It is meant to solve this kind of problem, and it is quite easy to use.

Gary Herron


Here is my function that takes in a string.
def parseSequence(data, start):
    group_num = data[start:start+2]
    element_num = data[start+2:start+4]
    vl_field = data[start+4:start+8]
    length = struct.unpack('hh', vl_field)[0]
    value = data[start+8:(start+8+length)]
    pos = start+8+length
    element = (group_num+element_num)
    if element == '\xfe\xff\x00\xe0':
        data = value
        while start < length:
            group_num = data[start:start+2]
            element_num = data[start+2:start+4]
            vl_field = data[start+4:start+8]
            length = struct.unpack('hh', vl_field)[0]
            value = data[start+8:(start+8+length)]
            start = start+8+length
            element = (group_num+element_num)
            if element == '\xfe\xff\x00\xe0':
                data = value
                while start < length:
                    group_num = data[start:start+2]
                    element_num = data[start+2:start+4]
                    vl_field = data[start+4:start+8]
                    length = struct.unpack('hh', vl_field)[0]
                    value = data[start+8:(start+8+length)]
                    start = start+8+length
                    element = (group_num+element_num)
                    return element, start, value
            else:
                return element, start, value
    else:
        return  element, pos, value
And, here is a sample string (I have split up and indented for
readability).  There is an identifier (\xfe\xff\x00\xe0) followed by
the length of the nested values.
'\xfe\xff\x00\xe0\x18\x02\x00\x00     -length=536
     \n0q\x00\x02\x00\x00\x001
     \n0x\x00\x02\x00\x00\x0010
     \n0\x80\x00\x02\x00\x00\x004
     \n0\xa0\x00\x02\x00\x00\x000
     \x0c0\x04\x00\xe8\x01\x00\x00
     \xfe\xff\x00\xe0p\x00\x00\x00     -length=112
          \n0\x82\x002\x00\x00\x0042.9068704277562\\-392.3545926477\
\189.182112099444
          \n0\x84\x00\x0c\x00\x00\x008.9617062e-1
          \n0\x86\x00\x10\x00\x00\x00127.378510918301
          \x0c0\x06\x00\x02\x00\x00\x001
     \xfe\xff\x00\xe0p\x00\x00\x00     -length=112
          \n0\x82\x002\x00\x00\x0042.9068704277562\\-392.3545926477\
\189.182112099444
          \n0\x84\x00\x0c\x00\x00\x001.629998e-1
          \n0\x86\x00\x10\x00\x00\x0023.159729257873
          \x0c0\x06\x00\x02\x00\x00\x004
     \xfe\xff\x00\xe0t\x00\x00\x00      -length=116
          \n0\x82\x002\x00\x00\x0042.9068704277562\\-392.3545926477\
\189.182112099444
          \n0\x84\x00\x10\x00\x00\x001.26285318894435
          \n0\x86\x00\x10\x00\x00\x00227.690980638769
          \x0c0\x06\x00\x02\x00\x00\x003
     \xfe\xff\x00\xe0t\x00\x00\x00      -length=116
          \n0\x82\x002\x00\x00\x0042.9068704277562\\-392.3545926477\
\189.182112099444
          \n0\x84\x00\x10\x00\x00\x001.52797639111557
          \n0\x86\x00\x10\x00\x00\x00263.433384670643
          \x0c0\x06\x00\x02\x00\x00\x002 ')- Hide quoted text -

Binaries can come from computers as from people.
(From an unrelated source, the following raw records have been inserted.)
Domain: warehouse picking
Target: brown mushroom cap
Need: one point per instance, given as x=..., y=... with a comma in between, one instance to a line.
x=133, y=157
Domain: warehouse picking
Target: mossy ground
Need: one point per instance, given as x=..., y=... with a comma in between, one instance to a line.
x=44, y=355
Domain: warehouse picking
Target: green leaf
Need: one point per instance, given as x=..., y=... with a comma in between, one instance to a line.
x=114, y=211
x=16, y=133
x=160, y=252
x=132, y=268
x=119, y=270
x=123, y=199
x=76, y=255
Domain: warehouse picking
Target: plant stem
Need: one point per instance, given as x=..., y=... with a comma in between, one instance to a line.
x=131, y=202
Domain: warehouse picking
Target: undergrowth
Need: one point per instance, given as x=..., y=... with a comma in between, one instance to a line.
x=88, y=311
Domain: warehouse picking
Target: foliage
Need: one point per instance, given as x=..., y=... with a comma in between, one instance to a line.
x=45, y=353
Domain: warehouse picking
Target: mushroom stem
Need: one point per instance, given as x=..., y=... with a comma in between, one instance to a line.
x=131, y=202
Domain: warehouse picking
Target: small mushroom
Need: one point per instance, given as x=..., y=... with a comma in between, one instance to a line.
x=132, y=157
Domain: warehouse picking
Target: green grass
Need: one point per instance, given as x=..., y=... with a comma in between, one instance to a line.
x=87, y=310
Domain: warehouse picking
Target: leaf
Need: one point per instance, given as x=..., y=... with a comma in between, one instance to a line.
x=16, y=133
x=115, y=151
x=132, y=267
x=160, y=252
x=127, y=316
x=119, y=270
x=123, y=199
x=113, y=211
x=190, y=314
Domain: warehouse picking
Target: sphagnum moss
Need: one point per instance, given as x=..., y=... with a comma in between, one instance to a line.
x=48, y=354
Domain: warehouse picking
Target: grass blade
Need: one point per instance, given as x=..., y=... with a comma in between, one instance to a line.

Synth sound &
graphics. Start structuring primitive binaries: What operation can
you run in real-time?

I would probably have to learn natural language to make any sense of
his keystrokes. Designing interface-first, you want another person to
be pressing keys. Can we get Simon to teach us a couple distinct
patterns? (That's we teach it; (that means:); no words: that's
faster.) Get a couple ring tones, customiz-ing-, and you play a
game.)

Multi-pad consolled the PC. Can we give keystrokes its own thread?
Sadly, our first one: get spatial delay timing up to speed. The
sturdy keys (the discretes) have whisper roger that. Watch moving
target? over raise riggings.
 
H

hdante

Hello,

I am having trouble writing the code to read a binary string. I would
like to extract the values for use in a calculation.

Any help would be great.

I'm too lazy to debug your binary string, but I suggest that you
completely throw away the binary file and restart with a database or
structured text. See, for example:

http://pyyaml.org/wiki/PyYAML

If you have some legacy binary file that you need to process, try
creating a C program that freads the binary file and printfs a text
equivalent.

If the decision of using binary files is not yours, then

Here is my function that takes in a string.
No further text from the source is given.